Monday, 15 April 2013

Hot Wire Polystyrene Cutter–Part 3

I’ve been doing some tinkering and going through old AC Adaptors to see what I had hanging around (mostly from old mobile phone chargers).

I connected a 9V adaptor to the styrene cutter and I still didn’t get enough current through to heat the Nichrome wire. It seems that my wire is too long to be able to generate enough resistance in a short enough space to produce the heat that I need to cut the polystyrene.

I have a couple of options:

  1. Reduce the length of the Nichrome wire. This isn’t a particularly attractive option as it means that I have to do some structural remodelling of the table and arm;
  2. Reduce the gauge of the Nichrome wire. This option doesn’t seem practical as I have pretty much exhausted my supply here in Hobart. I could harvest some Nichrome wire from an old soldering iron (that’s what’s used to heat the iron) … this is possible, but I’ll use this as a fall-back option; and
  3. Increase the voltage of the adaptor that I’m using. This is probably the best next step in the design evolution of the polystyrene cutter.
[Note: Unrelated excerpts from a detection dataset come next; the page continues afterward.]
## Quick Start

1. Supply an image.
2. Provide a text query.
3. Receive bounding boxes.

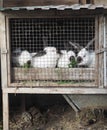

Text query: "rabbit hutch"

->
[0,0,107,130]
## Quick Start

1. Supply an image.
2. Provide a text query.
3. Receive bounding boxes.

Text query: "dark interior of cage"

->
[9,18,95,82]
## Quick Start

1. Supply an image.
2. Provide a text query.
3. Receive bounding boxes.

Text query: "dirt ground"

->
[0,105,107,130]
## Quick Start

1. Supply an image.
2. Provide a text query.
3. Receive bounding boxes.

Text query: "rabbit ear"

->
[85,37,95,49]
[69,41,83,51]
[42,36,48,48]
[63,42,69,51]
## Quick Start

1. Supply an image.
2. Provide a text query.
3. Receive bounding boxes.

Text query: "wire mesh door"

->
[9,17,95,86]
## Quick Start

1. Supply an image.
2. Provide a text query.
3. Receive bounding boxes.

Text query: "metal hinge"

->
[1,49,8,54]
[95,47,107,54]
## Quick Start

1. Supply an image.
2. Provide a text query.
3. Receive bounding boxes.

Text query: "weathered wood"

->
[3,93,9,130]
[3,0,78,7]
[9,81,97,88]
[80,0,87,4]
[11,68,95,82]
[98,16,104,88]
[0,12,7,88]
[80,0,94,4]
[94,0,107,5]
[95,16,99,85]
[3,87,107,94]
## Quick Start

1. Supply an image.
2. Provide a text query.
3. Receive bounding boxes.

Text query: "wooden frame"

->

I tried connecting my 12V car battery charger to the cutter to see if increasing the voltage to 12V would have the desired effect. The cutter certainly made some clean cuts, but the internal fuse in the recharger kept on tripping, so I can’t really use that in the long term.

Cleaning out some old electronic equipment, I found a 12V adaptor that used to power a TV antenna (with boost/gain). The antenna is now obsolete since analogue TV has now been phased out. The adaptor is 12V 600ma, so that should deliver the power that I need.

I will probably also need to remove the 5V fuse from the circuit … I’d also like to put in a light (such as a LED) so that I can see when the power is on. At the moment, the toggle switch doesn’t give any indication that the power is on … so I am also guessing when the circuit is actually live.

I’ve made power connection a little bit easier for myself by including a screw terminal block.

Changing the power should be a fairly quick operation, I just need to cut the connector from the end of the adaptor cable, tin the wire and then connect the cable ends to the screw terminal block. Fixing in the LED is going to be a little bit harder … but not too hard.